Strategies based on machine learning have made significant contributions to the automated detection of cardiac disease, as seen by the recent works reviewed and emphasized in this paper [27]. Deep neural networks are effective for PCG analysis and cardiovascular imaging categorization. Despite the availability of numerous data repositories and machine learning methods for heart disease detection, accuracy and other performance indicators can always be improved.

The study included various limitations and limits. Although the amount of features provided in this study has been not only greater than in previous studies, but the characteristics were also more pertinent and the model would have been better trained if additional information was available [28].

This is because of the way that discovery doesn't depend on a solitary trademark, for example, cardiovascular arrhythmia while conclusion depends on the aggregate sum of heart beats each moment [29]. The cardiac disorders examined in this study have become more complex, with symptoms and outcomes dispersed across numerous body parts and features, such as stroke, which begins with a constriction of blood vessels caused by hypertension or a rupture of stream vessels in the cerebral cortex [30].
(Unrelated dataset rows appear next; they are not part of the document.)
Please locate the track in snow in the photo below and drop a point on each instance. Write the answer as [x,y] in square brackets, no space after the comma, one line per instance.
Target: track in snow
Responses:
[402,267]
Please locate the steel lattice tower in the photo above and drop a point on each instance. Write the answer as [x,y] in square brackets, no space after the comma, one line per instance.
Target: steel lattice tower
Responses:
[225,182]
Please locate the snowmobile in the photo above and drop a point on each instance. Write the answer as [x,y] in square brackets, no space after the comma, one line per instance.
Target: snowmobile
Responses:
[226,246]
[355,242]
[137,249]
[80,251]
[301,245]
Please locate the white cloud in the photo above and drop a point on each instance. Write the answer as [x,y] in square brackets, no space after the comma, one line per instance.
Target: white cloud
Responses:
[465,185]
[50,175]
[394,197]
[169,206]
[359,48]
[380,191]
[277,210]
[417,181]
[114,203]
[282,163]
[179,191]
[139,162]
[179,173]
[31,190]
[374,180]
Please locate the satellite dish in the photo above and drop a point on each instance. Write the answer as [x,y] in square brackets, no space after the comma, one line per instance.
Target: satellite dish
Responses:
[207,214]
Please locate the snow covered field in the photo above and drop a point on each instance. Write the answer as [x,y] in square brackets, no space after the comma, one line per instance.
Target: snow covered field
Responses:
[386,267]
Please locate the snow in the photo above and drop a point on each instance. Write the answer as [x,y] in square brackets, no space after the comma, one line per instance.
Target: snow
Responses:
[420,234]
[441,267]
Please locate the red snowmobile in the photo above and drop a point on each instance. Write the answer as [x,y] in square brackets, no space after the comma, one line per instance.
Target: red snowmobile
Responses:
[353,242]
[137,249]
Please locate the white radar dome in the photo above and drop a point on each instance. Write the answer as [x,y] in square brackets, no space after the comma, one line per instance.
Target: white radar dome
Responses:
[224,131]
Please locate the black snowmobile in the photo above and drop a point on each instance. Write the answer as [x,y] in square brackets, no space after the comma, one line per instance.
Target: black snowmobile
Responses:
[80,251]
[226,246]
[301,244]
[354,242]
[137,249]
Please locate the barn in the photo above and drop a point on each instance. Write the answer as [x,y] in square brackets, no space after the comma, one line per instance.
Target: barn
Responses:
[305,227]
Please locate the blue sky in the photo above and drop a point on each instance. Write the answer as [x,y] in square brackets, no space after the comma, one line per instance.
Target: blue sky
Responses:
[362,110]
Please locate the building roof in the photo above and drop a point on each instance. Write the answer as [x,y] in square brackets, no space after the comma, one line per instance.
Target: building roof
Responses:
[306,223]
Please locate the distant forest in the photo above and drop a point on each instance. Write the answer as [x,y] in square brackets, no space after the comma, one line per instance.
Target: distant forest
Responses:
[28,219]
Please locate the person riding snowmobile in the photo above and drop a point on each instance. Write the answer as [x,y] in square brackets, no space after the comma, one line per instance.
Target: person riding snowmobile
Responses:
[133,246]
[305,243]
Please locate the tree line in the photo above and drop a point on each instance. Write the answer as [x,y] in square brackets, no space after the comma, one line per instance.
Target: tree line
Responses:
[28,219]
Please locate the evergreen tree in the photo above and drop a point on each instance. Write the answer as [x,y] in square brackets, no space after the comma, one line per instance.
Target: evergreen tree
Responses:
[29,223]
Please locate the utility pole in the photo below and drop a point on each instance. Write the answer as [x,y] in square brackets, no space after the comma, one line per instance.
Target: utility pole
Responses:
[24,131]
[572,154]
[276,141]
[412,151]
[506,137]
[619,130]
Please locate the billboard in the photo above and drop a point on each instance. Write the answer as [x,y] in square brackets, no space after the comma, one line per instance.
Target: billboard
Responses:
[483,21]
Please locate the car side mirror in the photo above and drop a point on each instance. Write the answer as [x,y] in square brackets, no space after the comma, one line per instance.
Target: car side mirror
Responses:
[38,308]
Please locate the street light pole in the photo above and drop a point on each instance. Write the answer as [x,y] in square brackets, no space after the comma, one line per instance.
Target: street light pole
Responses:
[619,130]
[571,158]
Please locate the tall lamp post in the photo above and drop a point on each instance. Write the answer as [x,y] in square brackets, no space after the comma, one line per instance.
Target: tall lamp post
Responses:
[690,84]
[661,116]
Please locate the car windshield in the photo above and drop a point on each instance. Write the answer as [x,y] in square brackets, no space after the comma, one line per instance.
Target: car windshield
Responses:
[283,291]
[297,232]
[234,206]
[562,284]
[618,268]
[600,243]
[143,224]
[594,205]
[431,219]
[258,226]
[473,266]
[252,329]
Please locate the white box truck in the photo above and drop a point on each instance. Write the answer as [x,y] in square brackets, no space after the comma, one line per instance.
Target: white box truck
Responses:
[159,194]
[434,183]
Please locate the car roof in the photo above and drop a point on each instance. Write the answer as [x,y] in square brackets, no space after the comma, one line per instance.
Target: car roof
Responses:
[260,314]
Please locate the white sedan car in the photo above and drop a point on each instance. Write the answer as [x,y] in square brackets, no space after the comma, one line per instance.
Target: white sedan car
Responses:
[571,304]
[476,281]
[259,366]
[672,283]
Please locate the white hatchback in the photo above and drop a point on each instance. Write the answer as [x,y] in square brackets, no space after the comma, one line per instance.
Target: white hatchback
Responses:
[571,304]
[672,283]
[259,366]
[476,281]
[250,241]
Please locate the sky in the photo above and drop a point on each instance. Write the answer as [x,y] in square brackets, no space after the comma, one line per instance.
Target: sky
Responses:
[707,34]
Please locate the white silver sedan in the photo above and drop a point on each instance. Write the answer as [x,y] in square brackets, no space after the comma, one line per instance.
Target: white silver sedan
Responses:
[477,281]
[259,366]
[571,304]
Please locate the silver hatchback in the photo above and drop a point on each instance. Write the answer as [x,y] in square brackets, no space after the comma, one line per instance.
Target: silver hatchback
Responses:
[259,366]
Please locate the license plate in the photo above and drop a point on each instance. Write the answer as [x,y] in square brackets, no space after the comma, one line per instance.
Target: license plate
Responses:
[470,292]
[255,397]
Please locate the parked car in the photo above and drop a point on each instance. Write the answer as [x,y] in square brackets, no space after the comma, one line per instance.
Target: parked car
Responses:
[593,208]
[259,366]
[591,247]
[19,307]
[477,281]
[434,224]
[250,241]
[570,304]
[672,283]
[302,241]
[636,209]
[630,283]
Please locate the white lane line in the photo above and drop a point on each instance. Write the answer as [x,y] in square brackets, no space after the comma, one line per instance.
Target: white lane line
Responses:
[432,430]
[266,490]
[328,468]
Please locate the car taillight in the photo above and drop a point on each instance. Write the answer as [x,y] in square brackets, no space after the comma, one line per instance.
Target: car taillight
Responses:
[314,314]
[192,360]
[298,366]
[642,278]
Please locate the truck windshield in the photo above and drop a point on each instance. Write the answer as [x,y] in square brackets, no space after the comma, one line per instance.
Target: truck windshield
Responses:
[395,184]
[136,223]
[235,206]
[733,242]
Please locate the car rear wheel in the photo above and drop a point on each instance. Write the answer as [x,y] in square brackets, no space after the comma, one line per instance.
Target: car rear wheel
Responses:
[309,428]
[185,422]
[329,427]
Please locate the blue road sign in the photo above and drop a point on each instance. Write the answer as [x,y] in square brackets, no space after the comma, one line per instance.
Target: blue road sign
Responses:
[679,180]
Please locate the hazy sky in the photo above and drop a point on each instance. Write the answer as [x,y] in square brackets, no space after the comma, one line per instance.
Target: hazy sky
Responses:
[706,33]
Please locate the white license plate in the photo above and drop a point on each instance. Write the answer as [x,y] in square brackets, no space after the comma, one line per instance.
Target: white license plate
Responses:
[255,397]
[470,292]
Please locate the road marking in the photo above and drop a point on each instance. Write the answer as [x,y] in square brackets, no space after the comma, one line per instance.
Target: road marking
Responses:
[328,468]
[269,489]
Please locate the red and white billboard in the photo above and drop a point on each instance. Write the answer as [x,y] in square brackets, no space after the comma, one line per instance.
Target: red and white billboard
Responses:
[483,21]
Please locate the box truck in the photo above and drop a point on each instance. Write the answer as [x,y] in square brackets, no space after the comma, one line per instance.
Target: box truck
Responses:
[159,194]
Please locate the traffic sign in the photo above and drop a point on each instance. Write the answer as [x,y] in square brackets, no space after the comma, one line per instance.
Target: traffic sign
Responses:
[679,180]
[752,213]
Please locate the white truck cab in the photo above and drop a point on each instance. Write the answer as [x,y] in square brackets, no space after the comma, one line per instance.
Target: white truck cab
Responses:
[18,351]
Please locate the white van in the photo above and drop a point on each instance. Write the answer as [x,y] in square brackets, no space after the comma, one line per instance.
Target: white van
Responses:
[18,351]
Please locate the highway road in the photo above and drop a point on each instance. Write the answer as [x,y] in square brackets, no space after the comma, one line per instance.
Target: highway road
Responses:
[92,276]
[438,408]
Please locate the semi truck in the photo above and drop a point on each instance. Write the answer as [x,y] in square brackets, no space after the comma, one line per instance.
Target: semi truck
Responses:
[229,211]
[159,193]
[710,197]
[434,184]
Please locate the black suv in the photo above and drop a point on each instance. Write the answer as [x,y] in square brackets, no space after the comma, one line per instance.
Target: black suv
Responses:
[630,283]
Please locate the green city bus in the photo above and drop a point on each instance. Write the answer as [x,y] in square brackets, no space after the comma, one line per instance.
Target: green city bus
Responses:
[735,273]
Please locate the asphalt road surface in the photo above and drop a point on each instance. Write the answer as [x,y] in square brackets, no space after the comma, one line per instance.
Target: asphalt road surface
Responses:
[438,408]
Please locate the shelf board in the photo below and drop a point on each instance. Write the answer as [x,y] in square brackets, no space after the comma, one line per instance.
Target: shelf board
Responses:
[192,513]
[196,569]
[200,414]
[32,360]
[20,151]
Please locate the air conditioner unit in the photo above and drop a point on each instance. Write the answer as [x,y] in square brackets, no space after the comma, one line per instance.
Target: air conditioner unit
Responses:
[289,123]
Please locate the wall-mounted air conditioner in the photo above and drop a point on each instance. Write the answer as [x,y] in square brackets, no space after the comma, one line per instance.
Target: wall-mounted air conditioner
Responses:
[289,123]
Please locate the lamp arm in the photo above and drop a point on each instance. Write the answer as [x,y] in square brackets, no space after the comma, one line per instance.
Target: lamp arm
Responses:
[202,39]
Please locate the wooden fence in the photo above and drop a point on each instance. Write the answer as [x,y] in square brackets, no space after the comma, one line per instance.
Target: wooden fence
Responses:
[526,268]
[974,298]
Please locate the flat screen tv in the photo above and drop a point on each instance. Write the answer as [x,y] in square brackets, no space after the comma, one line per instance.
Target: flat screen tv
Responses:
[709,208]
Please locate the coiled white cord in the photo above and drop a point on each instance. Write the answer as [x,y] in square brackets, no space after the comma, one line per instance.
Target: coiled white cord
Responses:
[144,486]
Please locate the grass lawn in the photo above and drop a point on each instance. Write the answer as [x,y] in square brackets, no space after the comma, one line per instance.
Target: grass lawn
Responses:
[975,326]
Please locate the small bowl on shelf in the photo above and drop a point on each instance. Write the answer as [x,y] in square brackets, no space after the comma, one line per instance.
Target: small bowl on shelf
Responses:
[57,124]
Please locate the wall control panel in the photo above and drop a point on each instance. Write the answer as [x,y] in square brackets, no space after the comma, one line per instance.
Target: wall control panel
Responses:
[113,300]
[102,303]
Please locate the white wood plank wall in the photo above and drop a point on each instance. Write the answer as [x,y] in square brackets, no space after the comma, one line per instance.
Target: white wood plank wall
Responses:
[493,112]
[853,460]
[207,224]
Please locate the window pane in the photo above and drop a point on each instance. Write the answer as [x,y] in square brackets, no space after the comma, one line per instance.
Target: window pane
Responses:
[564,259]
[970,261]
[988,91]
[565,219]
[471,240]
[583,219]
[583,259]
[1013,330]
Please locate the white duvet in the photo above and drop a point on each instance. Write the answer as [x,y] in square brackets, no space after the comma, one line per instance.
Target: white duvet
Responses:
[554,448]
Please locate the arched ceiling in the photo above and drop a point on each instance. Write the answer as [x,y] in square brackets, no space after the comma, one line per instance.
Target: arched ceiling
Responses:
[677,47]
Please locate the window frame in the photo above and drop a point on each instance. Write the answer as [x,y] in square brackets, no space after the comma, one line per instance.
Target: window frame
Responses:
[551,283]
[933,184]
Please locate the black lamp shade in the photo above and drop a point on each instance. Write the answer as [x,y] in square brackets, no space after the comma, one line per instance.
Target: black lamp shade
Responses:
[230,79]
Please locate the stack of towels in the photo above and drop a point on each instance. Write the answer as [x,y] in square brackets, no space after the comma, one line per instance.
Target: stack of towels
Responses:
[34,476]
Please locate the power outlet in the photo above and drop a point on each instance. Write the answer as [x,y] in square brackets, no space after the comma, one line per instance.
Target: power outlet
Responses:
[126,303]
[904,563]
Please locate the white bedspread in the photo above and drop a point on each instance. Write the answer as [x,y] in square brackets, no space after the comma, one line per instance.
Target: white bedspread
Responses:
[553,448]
Heart disease is a lethal chronic condition that is extremely difficult to treat if identified at an advanced stage. On each other hand, if detected early, correct treatment can be provided. In reality, in certain circumstances, changing one's lifestyle might enhance one's health. Early identification also has a beneficial financial impact on the patient's family as opposed to later detection. This study indicates that a larger dataset, a group feature selection technique, and a modified 1D CNN be utilized to classify clinical characteristics into different types of heart disease. All sorts of data used to forecast coronary artery disease are subjected to a quick but informative evaluation. The most recent supervised machine learning algorithms for heart disease detection are compiled. The values where several ML algorithms performed similarly proved to be onesided. Higher performance in those circumstances resulted from greater involvement from the vast majority of the class (non-CHD).

Future Works

Work will be done in the future to address or alleviate those shortcomings, making the model reliable and effective for all heart health problems.